Other people’s standards are not divine commandments. Christians trust an inner voice, what St James calls in his letter today, “the word that has been implanted in you and can save your souls”. The Gospels liberate us from our own viewpoint; we look at our lives and the world in a different way. No longer are we to reject our lives, the lives God has given us, as being unworthy of Him. Jesus didn’t choose His disciples because they were virtuous and wise. What they did need was courage, courage to give up what no longer worked. We can make a similar decision, a decision to live as free as possible, and no longer as the victim of our thoughts and fears.
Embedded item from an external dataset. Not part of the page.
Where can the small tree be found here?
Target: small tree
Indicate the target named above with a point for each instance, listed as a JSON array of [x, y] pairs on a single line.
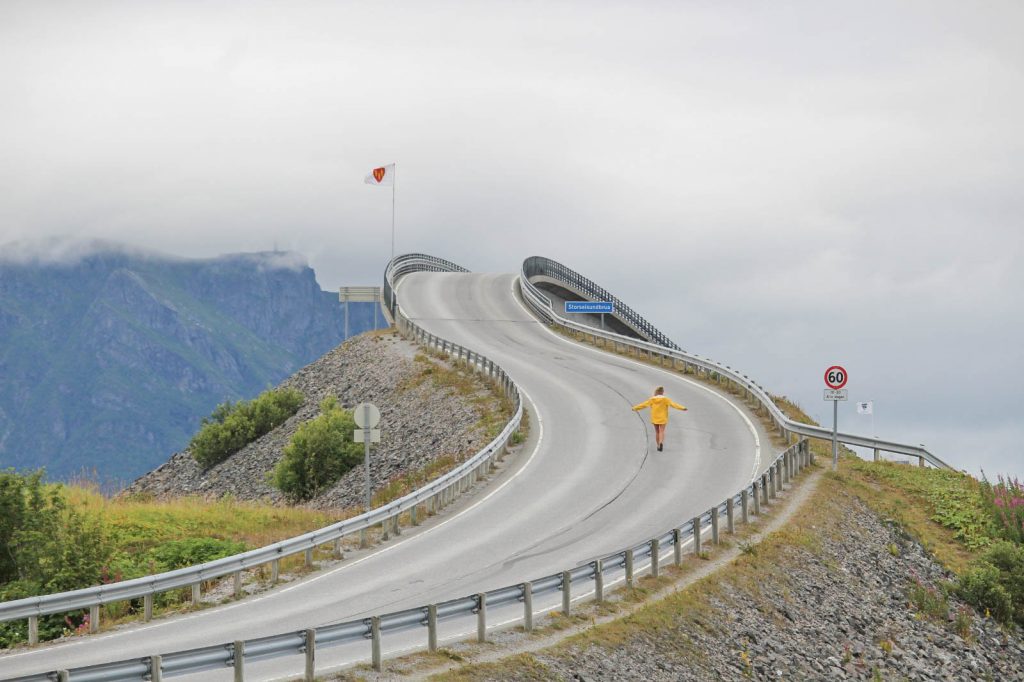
[[321, 452], [231, 427]]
We find the courage because God is love and Love bears the unbearable for us, working with our weaknesses – and what that forgiveness means is that everything we are is brought to the light, to the Father of lights, as St James says, the creator of the stars, with whom there is no variation or shadow, in other words, no discrimination, rather total acceptance, acceptance of what is, whatever happens.

Acceptance by God and self-acceptance is not the end; it’s the start of the Christian life.  With selfknowledge we can give our selves to God. So there is always work to do on what we’re thinking, inner work, they called it, those who’ve been this way before us. Thoughts matter. It’s no good saying that no one gets hurt, because they do and we do. What the early spiritual teachers, the fourth century monks in the desert,  saw clearly was that this long list of troublesome thoughts in Mark, Matthew and elsewhere, deceit, licentiousness, envy, malice, slander, pride, and so on – which we hear in church and think, oh no here we go, ten out of ten again – they knew these were conventional lists of the thoughts which imprison all people, without exception, and that all this was entirely natural. They saw that thoughts come, but thoughts go. They saw that by watching and attending to their thoughts, like watching the tides, they could re-programme  their minds, and prevent getting attached to those thoughts and taken over by them. Re-clothe us in our rightful mind, as we shall sing later. We are not our thoughts. We are not those old thoughts conditioned by the past. We are made in the image of God. ‘Looking steadily at the perfect law of freedom and making it their habit’, as St James says, we can discover a closeness to God again, a mind at peace with itself, the undivided heart, the silence that becomes perfect stillness, beyond thoughts, beyond every bias of our culture, beyond words. Then a real person can at last meet a real God. “And with the morn those Angel faces smile, Which I have loved long since, and lost awhile” [John Henry Newman].  God always finds a way back to us, however late in the day. As St Augustine (whose feast was on Tuesday) wrote in his Confessions: “Late have I loved you, O Beauty so ancient and so new; late have I loved you! For behold you were within me, and I outside.”  Our wayward thoughts, whether evil or good, can not separate us from the God who is always there for us. Christians call this hope of ours the New Jerusalem. It is the quiet and joyful knowledge of God. And this time, there’s no need for a mask, no need for any mask at all.